Housing and homelessness dominated a spirited debate among five mayoral hopefuls Monday night at the Castro Theatre, where the audience was more aggressive at times than the candidates.
The event, sponsored by KQED, Horizons Foundation and the Bay Area Reporter, was billed as an LGBT-themed discussion among the top five mayoral candidates, as decided by recent polls. But there was a last-minute shakeup when former state Sen. Mark Leno bowed out, citing a health issue, about 90 minutes before the debate was scheduled to start.
That left former Supervisor Angela Alioto, Board of Supervisors President London Breed, businessman and lone Republican Richie Greenberg and Supervisor Jane Kim on stage with KQED politics editor Scott Shafer as moderator.
But as the event got underway, candidate Amy Farah Weiss fought her way onto stage and demanded she be allowed to participate. After security tried -- and failed -- to stop her, Weiss was ultimately allowed to stay.

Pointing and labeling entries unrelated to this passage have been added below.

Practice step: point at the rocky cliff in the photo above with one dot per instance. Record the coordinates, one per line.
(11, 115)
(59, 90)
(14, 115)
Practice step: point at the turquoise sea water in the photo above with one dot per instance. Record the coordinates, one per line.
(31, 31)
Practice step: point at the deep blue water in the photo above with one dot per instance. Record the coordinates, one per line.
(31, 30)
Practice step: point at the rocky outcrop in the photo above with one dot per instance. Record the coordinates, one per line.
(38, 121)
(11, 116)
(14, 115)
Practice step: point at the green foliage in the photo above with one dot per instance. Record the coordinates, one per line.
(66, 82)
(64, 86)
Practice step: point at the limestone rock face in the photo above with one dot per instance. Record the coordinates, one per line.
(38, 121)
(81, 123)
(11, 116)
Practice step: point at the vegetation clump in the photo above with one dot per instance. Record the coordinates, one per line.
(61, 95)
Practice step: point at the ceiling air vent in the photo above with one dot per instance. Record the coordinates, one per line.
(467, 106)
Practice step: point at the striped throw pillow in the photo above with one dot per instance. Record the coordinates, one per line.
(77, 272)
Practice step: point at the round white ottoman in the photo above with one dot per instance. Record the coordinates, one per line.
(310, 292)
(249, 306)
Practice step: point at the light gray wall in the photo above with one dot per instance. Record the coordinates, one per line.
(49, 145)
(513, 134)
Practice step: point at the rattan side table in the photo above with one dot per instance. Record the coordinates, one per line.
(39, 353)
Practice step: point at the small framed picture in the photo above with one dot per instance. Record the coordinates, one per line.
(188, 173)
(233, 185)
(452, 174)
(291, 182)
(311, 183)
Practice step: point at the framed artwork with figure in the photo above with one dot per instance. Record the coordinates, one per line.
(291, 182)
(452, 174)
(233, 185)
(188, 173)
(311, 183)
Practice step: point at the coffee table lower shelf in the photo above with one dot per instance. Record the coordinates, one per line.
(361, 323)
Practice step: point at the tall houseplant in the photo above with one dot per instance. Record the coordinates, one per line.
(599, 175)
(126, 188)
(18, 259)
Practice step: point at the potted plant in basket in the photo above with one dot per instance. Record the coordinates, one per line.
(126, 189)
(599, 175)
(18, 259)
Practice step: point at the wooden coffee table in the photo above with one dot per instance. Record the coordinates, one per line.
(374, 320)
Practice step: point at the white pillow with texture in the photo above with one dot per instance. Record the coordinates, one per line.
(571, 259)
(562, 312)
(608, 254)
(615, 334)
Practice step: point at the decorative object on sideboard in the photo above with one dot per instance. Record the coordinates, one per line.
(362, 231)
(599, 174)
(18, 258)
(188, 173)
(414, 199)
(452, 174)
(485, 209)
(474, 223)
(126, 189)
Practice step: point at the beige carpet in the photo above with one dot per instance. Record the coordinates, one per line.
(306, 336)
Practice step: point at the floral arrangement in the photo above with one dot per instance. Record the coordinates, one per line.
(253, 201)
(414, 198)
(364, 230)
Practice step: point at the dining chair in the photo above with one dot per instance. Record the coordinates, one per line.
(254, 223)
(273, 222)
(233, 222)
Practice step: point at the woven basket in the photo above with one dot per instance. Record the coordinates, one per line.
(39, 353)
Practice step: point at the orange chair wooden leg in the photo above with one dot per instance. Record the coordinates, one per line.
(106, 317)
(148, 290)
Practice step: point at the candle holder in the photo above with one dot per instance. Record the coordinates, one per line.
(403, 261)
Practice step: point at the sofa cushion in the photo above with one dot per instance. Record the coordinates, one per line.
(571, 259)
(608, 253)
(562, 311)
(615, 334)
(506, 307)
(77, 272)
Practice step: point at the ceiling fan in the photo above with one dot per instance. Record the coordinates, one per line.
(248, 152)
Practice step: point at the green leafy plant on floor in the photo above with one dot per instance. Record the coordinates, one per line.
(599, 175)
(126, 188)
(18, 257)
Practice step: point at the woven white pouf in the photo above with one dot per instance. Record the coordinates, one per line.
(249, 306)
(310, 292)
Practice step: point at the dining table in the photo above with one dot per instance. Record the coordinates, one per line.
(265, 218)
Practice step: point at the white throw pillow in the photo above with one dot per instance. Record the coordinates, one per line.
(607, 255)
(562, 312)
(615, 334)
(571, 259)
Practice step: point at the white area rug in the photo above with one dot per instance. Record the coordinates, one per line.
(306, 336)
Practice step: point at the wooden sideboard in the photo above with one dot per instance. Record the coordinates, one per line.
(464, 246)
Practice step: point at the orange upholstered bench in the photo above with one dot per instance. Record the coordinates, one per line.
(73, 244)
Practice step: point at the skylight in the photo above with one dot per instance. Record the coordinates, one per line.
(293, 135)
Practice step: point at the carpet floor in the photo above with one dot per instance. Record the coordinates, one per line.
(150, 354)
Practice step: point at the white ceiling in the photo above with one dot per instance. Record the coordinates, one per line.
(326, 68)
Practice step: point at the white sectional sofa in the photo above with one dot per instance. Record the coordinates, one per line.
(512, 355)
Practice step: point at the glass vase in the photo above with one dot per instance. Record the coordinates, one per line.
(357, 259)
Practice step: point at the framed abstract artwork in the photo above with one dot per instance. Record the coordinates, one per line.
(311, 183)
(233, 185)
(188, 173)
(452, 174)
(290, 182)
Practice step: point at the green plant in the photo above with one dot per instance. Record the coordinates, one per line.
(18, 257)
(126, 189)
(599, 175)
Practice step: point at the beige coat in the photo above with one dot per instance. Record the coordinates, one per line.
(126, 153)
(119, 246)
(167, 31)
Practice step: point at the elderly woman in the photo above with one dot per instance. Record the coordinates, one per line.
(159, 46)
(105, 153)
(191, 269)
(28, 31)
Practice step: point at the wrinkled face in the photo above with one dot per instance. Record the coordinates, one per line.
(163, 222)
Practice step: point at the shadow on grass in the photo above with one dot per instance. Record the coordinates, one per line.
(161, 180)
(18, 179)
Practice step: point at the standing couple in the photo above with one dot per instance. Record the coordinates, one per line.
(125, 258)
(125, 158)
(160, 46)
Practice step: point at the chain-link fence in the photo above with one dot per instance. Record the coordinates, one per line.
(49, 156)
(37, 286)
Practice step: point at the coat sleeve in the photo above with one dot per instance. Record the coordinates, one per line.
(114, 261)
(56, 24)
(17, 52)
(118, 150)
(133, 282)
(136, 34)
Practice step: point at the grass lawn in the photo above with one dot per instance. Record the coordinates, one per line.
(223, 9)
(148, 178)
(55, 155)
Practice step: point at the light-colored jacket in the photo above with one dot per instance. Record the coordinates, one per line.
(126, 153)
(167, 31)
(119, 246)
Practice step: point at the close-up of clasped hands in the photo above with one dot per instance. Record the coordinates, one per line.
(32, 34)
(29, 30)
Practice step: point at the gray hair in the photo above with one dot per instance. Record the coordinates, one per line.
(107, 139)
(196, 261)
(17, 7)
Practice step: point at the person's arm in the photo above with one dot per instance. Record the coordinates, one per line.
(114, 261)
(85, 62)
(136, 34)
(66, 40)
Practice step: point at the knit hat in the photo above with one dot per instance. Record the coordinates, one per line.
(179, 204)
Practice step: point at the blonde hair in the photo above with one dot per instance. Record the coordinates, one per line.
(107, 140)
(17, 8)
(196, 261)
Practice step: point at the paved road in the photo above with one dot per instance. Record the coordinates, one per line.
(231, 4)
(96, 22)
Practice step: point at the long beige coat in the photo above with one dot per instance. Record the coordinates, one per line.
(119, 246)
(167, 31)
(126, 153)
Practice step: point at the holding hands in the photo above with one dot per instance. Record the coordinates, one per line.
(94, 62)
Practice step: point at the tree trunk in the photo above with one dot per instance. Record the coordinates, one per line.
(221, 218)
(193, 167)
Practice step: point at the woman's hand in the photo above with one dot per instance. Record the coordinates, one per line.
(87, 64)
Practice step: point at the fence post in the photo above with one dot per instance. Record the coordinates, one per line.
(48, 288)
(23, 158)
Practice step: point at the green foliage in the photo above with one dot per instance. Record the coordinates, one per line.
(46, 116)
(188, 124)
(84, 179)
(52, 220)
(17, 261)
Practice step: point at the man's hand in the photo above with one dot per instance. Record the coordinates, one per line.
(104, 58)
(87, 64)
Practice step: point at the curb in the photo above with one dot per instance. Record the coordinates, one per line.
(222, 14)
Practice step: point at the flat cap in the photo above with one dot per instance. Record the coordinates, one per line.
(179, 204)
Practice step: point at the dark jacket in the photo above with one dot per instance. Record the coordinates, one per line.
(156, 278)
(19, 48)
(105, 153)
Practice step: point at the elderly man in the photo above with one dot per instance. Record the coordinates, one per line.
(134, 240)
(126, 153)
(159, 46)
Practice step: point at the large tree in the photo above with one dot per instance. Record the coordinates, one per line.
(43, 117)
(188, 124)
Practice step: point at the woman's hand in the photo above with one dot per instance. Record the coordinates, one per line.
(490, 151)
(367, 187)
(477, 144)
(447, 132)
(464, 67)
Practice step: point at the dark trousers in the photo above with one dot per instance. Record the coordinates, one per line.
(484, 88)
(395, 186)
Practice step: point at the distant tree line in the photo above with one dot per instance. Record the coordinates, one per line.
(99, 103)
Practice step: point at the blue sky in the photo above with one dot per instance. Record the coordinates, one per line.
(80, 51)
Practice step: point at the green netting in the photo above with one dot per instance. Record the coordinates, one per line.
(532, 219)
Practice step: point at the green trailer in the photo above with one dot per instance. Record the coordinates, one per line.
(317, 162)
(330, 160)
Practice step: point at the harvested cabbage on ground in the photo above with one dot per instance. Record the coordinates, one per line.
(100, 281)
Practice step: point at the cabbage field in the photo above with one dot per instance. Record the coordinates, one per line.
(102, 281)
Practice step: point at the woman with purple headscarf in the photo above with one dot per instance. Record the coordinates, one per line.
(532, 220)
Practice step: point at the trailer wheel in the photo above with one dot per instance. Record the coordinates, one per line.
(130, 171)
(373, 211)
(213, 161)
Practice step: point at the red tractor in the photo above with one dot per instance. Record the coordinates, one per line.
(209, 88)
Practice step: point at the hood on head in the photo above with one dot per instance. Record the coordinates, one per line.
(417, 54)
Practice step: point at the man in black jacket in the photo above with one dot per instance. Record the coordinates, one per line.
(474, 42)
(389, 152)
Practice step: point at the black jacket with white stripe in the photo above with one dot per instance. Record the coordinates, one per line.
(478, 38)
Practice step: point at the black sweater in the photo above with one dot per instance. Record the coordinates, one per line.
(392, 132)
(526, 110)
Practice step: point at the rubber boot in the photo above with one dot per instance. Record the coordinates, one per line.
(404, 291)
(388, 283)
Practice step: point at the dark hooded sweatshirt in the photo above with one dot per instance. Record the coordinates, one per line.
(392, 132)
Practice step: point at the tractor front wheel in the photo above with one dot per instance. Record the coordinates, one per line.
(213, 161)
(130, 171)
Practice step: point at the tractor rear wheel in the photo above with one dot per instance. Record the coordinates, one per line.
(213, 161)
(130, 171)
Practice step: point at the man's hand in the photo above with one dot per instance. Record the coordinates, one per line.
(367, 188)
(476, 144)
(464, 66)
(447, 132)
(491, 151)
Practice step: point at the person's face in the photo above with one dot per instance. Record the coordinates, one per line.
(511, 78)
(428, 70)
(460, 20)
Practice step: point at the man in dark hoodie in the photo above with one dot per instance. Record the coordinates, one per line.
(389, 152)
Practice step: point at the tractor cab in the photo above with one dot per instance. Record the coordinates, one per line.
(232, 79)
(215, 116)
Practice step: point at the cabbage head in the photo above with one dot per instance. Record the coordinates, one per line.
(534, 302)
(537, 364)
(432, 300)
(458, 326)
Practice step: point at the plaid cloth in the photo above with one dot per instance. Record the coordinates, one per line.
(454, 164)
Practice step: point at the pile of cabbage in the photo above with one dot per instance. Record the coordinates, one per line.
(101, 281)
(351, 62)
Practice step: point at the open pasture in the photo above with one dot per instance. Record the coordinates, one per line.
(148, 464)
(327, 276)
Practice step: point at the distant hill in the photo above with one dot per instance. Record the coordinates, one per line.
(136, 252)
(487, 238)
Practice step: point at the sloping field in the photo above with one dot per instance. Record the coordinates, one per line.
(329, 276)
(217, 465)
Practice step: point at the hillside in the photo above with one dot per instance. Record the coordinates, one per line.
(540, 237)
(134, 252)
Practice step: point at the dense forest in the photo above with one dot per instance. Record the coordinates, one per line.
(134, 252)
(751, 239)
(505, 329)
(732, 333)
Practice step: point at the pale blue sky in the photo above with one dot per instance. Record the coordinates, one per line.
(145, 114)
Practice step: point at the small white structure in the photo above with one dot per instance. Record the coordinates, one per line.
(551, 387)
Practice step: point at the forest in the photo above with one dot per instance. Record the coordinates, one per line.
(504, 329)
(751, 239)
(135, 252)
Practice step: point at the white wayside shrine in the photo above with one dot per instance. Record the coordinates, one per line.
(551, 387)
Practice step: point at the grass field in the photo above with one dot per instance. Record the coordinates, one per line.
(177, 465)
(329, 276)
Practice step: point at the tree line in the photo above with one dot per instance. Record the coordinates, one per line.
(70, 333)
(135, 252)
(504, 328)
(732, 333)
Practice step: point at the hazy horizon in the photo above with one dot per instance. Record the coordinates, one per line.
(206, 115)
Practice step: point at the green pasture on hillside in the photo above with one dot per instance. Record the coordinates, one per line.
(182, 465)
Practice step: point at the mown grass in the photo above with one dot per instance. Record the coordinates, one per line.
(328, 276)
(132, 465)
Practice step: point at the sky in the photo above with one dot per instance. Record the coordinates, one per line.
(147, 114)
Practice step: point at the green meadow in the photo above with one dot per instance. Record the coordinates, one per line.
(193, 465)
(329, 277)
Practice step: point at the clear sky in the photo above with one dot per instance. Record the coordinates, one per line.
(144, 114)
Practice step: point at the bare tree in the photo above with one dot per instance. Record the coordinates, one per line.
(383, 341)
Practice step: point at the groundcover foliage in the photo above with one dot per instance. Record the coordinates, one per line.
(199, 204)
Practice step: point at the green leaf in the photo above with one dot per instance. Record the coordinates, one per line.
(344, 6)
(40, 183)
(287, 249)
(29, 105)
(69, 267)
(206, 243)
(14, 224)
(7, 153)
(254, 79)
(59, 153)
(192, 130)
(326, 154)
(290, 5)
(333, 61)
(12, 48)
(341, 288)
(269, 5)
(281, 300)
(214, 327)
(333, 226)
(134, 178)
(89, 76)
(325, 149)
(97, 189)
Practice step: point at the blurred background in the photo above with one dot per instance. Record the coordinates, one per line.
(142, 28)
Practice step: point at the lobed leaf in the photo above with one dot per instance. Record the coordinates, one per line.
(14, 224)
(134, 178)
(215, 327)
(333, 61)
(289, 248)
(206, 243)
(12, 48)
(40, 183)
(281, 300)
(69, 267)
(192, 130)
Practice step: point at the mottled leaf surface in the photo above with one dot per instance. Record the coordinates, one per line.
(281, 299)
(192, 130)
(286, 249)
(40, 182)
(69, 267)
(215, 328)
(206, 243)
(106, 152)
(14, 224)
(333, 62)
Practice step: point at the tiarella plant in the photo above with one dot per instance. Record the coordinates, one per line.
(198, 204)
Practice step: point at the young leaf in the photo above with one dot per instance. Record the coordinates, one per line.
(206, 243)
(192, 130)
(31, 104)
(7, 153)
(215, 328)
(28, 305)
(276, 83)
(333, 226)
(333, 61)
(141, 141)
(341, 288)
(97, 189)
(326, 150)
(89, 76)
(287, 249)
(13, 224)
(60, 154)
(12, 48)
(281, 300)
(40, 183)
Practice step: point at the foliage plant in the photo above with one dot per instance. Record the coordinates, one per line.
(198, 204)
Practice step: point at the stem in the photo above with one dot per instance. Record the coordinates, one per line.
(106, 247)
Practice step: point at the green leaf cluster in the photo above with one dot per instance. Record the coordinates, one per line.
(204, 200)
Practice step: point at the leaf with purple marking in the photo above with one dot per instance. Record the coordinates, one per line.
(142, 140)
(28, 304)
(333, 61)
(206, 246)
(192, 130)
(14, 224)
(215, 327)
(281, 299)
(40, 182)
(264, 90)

The drama stayed high from then on. The audience heckled, booed and drowned out nearly every candidate at some point as they worked their way through four rounds of questions. There were few surprises -- but a lot of drama and some laughs -- as most of the candidates stuck to their long-standing positions on issues.
Angela Alioto won cheers for her one-liners and insistence that the city needs to compassionately house homeless people and clean the streets. She was light on policy details for accomplishing those goals, repeatedly insisting that the plan she worked on with former Mayor Gavin Newsom, known as Care Not Cash, was working, but was defunded when Newsom left the mayor's office.